Wireless Scheduling with Dominant Interferers and Applications to Femtocellular Interference Cancellation

TL;DR

This paper introduces a belief propagation-based scheduling method for wireless networks with dominant interferers, providing globally optimal solutions for interference management and demonstrating significant rate improvements in femtocellular systems.

Contribution

It presents a novel, computationally efficient scheduling algorithm with provable global optimality for interference scenarios with dominant interferers, applicable to various interference coordination problems.

Findings

Significant rate improvements over reuse 1 without interference cancellation.

Loopy belief propagation achieves near-optimal performance in one or two iterations.

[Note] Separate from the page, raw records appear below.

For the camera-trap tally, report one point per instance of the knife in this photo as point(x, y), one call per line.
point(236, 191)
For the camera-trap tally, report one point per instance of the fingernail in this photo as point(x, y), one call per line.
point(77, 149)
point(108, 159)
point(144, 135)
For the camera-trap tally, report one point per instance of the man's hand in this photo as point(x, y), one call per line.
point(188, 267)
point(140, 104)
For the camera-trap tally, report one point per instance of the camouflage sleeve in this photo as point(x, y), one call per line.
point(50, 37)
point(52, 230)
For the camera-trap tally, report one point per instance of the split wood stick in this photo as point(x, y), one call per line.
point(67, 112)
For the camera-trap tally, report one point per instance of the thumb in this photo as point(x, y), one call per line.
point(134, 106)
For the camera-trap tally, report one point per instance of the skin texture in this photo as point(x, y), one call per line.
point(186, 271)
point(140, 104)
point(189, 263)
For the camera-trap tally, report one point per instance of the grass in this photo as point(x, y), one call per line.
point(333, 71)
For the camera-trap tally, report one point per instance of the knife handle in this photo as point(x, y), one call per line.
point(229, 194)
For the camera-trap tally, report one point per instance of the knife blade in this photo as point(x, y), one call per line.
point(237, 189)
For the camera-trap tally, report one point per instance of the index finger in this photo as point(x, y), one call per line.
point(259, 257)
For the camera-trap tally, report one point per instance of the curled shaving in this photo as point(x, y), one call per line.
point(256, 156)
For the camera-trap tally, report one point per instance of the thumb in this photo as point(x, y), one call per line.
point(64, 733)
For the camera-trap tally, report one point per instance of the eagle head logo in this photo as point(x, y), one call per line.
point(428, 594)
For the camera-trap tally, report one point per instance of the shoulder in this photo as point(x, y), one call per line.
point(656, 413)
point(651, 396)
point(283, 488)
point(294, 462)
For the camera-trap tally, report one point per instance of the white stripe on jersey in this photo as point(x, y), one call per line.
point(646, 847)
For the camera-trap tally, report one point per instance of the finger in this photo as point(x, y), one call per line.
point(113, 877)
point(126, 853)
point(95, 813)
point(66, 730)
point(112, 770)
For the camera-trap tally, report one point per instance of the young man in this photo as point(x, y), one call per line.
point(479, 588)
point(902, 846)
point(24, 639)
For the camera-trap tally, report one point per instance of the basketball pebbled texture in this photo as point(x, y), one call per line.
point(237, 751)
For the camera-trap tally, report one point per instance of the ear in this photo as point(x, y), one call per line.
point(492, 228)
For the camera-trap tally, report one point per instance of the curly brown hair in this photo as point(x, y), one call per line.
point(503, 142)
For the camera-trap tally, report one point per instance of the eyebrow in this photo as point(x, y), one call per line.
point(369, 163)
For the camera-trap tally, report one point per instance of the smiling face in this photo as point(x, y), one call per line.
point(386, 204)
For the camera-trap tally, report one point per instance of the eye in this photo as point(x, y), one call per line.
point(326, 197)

Method applies to subband scheduling, orthogonalization, and beamforming with dominant interferers.

Abstract

We consider a general class of wireless scheduling and resource allocation problems where the received rate in each link is determined by the actions of the transmitter in that link along with a single dominant interferer. Such scenarios arise in a range of scenarios, particularly in emerging femto- and picocellular networks with strong, localized interference. For these networks, a utility maximizing scheduler based on loopy belief propagation is presented that enables computationally-efficient local processing and low communication overhead. Our main theoretical result shows that the fixed points of the method are provably globally optimal for arbitrary (potentially non-convex) rate and utility functions. The methodology thus provides globally optimal solutions to a large class of inter-cellular interference coordination problems including subband scheduling, dynamic orthogonalization and beamforming whenever the dominant interferer assumption is valid. The paper focuses on applications for systems with interference cancellation (IC) and suggests a new scheme on optimal rate control, as opposed to traditional power control. Simulations are presented in industry standard femtocellular network models demonstrate significant improvements in rates over simple reuse 1 without IC, and near optimal performance of loopy belief propagation for rate selection in only one or two iterations.